Thanks for your help. I'm using Elastic Map Reduce, so Pig 0.6, and running:
STORE FILES INTO '/mnt/output' USING
org.apache.pig.piggybank.storage.MultiStorage('/mnt/output','0', 'gz',
'\\t');
And getting an error (stack trace below) that it can't create a directory. I
see that it's creating a file called /mnt/output, but not a directory.

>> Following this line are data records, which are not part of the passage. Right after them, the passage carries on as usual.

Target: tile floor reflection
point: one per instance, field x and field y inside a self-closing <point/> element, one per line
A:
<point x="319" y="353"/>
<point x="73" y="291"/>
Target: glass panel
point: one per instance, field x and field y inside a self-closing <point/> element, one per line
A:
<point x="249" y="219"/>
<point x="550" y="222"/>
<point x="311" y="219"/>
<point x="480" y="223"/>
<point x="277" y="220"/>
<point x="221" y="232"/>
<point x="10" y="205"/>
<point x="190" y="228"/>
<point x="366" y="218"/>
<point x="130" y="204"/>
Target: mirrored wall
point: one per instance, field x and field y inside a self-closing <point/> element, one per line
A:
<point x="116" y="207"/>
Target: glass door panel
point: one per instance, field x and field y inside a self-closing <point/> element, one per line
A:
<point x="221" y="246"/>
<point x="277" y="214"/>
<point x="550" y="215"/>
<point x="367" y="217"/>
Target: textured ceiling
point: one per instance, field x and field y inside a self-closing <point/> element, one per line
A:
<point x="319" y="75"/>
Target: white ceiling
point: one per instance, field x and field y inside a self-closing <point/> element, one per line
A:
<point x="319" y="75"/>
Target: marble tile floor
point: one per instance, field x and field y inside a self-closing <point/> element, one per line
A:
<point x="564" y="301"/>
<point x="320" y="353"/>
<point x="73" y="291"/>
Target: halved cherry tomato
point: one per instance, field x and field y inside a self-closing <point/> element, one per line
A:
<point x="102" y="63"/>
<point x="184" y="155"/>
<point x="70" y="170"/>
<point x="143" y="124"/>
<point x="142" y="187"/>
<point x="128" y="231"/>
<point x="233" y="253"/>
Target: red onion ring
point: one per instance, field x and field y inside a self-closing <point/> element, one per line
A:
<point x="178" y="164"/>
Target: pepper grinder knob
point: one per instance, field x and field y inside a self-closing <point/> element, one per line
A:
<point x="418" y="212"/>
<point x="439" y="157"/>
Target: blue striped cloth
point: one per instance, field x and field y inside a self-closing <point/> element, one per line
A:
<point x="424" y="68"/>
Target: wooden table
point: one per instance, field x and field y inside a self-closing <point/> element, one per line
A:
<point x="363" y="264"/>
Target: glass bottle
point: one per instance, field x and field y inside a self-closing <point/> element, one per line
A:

Is
this perhaps a bug in the version of Pig running on Elastic Map Reduce?
Pig Stack Trace
---------------
ERROR 2135: Received error from store function.Mkdirs failed to create
/mnt/output/tmcustomer-2011-10-07-GET-200
org.apache.pig.impl.logicalLayer.FrontendException: ERROR 1002: Unable to
store alias 699
at org.apache.pig.PigServer$Graph.registerQuery(PigServer.java:1004)
at org.apache.pig.PigServer.registerQuery(PigServer.java:386)
at
org.apache.pig.tools.grunt.GruntParser.processPig(GruntParser.java:739)
at
org.apache.pig.tools.pigscript.parser.PigScriptParser.parse(PigScriptParser.java:324)
at
org.apache.pig.tools.grunt.GruntParser.parseStopOnError(GruntParser.java:165)
at
org.apache.pig.tools.grunt.GruntParser.parseStopOnError(GruntParser.java:141)
at org.apache.pig.tools.grunt.Grunt.run(Grunt.java:75)
at org.apache.pig.Main.main(Main.java:374)
at sun.reflect.NativeMethodAccessorImpl.invoke0(Native Method)
at
sun.reflect.NativeMethodAccessorImpl.invoke(NativeMethodAccessorImpl.java:39)
at
sun.reflect.DelegatingMethodAccessorImpl.invoke(DelegatingMethodAccessorImpl.java:25)
at java.lang.reflect.Method.invoke(Method.java:597)
at org.apache.hadoop.util.RunJar.main(RunJar.java:156)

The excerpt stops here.